On the first question, Charles, no, there are no analogous rate-limiting steps in the heterozygote study like the dose escalation time frames associated with the Cytoxan study. So, no, there are no timing or gating items like that. In terms of learnings about the demographics or so on on delta32 subjects, is there anything that, Dale or Geoff, you'd comment on that?

No, Charles, again, I mean, we are dealing with relatively few sites. They obviously have large catchments in really quite -- in their own geographical areas, and really there's nothing that we can really derive from our data that would speak to the broader epidemiological question you asked.

That's good news. I'll hop back in the queue. Thanks for the added color.

Yes, thanks, Charles.

(Operator Instructions)

Our next question comes from the line of Ted Tenthoff, with Piper Jaffray. Sir, your line is open.

Excellent. Thank you very much for taking the question, and appreciate very much the detail on the revenue side, as we're starting to see progress from Sigma and the details on the Shire deal. One quick question, and I apologize if this is a bit dated, but are you still enrolling cohort five with the -- from the Phase 1 study, and will we get an update on that data, or is the primary focus on the Phase 2 studies now?

Well, I'm -- so we initially, and I'll start here, had four cohorts in that study. The cohort five of that trial, that 902 trial, is this delta32 --

Phase 2.

-- yes, is the delta32 trial.

I got you. Okay. So that's (inaudible). Okay, excellent, that's really helpful. And so that's the data that we will get interim results from both of the Phase 2 in the first half and full data by year end next year. Is that correct?

That's absolutely correct.

Excellent. Thank you very much.

Thanks, Ted.

Thank you. And we have a follow-up question from the line of Charles Duncan, with JMP Securities. Sir, your line is open.

Hi, guys. Thanks for taking the follow-up. Congrats on the Shire program visibility with regard to Huntington's disease. Wondering if you have any additional perspective on when we might see the first IND in that program.

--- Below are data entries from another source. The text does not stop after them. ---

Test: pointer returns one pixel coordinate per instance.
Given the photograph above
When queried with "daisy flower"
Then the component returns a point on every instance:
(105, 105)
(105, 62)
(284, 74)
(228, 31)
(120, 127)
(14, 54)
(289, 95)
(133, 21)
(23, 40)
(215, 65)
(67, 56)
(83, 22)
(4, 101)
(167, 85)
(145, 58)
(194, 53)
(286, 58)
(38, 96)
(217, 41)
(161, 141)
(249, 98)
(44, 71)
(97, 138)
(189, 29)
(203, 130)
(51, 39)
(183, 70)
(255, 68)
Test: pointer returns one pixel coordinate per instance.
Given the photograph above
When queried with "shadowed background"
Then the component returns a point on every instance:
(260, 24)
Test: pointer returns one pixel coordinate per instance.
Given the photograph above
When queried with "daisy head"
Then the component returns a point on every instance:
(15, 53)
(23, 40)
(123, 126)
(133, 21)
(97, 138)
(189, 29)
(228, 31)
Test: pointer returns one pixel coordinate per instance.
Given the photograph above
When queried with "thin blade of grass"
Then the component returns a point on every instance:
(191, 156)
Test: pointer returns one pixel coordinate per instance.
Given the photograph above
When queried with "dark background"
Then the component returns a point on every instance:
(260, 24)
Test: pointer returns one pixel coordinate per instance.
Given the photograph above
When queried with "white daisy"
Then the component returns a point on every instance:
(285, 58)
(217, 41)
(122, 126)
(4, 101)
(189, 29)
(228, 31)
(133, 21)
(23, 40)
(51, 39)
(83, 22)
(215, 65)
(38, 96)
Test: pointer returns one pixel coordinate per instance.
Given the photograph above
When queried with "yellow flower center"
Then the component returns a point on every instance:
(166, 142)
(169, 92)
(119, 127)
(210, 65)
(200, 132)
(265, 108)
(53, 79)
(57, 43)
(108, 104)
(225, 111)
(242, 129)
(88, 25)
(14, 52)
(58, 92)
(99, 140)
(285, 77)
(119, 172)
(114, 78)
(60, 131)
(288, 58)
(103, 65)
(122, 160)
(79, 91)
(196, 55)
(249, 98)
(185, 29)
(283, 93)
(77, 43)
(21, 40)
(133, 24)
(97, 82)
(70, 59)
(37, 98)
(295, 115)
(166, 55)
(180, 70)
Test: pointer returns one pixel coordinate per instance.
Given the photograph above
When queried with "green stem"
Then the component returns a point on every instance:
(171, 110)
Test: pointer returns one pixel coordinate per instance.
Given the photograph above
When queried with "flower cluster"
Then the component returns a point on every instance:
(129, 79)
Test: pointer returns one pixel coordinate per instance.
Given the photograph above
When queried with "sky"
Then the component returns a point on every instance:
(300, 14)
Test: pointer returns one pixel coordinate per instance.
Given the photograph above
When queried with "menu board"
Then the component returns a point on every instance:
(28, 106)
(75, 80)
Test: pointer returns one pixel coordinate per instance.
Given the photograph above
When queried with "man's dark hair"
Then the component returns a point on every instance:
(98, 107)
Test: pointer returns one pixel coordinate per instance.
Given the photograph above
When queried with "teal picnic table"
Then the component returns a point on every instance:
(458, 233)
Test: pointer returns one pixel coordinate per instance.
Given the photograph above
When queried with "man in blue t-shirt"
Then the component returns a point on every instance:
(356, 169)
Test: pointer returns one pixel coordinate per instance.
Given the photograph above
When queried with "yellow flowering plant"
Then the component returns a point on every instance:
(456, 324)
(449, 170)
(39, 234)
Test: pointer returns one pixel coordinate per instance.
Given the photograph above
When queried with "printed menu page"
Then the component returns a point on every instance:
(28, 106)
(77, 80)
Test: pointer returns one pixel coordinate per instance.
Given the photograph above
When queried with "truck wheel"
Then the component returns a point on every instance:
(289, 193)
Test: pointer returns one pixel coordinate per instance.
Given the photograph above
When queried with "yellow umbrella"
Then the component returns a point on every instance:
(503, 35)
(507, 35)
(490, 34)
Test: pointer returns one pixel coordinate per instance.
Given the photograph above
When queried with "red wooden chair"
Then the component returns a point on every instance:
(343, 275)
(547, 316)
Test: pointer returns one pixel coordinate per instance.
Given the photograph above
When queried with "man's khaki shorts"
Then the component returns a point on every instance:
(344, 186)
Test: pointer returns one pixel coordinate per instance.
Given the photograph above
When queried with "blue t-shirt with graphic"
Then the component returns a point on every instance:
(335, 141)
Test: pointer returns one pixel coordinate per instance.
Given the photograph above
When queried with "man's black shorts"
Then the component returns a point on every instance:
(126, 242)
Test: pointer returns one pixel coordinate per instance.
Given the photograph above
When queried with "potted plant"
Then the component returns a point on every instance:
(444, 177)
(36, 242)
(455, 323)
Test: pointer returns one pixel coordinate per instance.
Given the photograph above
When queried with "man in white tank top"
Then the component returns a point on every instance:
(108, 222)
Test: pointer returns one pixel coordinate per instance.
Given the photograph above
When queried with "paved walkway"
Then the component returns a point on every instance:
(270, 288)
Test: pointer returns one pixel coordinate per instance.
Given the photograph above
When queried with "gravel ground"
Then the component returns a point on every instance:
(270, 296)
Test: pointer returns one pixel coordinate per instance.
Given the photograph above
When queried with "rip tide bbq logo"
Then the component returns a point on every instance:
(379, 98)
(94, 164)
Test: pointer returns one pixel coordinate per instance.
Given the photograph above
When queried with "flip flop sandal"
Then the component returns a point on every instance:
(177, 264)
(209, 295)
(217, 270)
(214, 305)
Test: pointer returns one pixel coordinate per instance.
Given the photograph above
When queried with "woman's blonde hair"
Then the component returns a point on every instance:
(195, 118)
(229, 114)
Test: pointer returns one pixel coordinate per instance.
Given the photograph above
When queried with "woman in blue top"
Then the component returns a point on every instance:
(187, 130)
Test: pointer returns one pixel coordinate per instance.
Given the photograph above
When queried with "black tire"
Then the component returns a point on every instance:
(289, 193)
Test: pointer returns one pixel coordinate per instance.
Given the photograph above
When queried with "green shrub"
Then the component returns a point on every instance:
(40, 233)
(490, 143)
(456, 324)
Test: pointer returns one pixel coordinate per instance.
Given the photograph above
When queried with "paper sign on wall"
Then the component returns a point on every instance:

Well, thanks for the question, Charles, and it's a good one. I'll try and repeat what we said on the call. A lot of activity right now, both in terms of the hemophilia target, the Huntington's target, all under the Shire collaboration, also a lot of activity in the monogenic disease space, and Geoff listed several areas that we're pursuing, sickle cell and beta-thalassemia, lysosomal storage diseases and others, for our own account.

And our plan is to roll out in a more comprehensive way instead of just an individual target or an individual program but roll out in a more comprehensive way the data underpinning our platform approach to monogenic diseases, the timing for IND filings, both for the Shire targets as well as our own, and also, and I think very importantly, the financial overview or guidance over the next several years under which we'll be able to execute on that plan, and our goal is to do that in a comprehensive way at the end of the calendar year, and specifically on December 6 at an analyst briefing.

That sounds good. Thanks, Ed.

Sure. Thank you.

Thank you. I'm not showing any further questions at this time. I'd like to turn the call back over to management for closing remarks.

Great. We'd like to thank you for joining us, and we look forward to speaking with you again when we release our third quarter financial information. We'll be available later today if you have any follow-up questions. Thanks very much.

Ladies and gentlemen, thank you for participating in today's conference. This does conclude the program, and you may all disconnect. Everyone have a great day.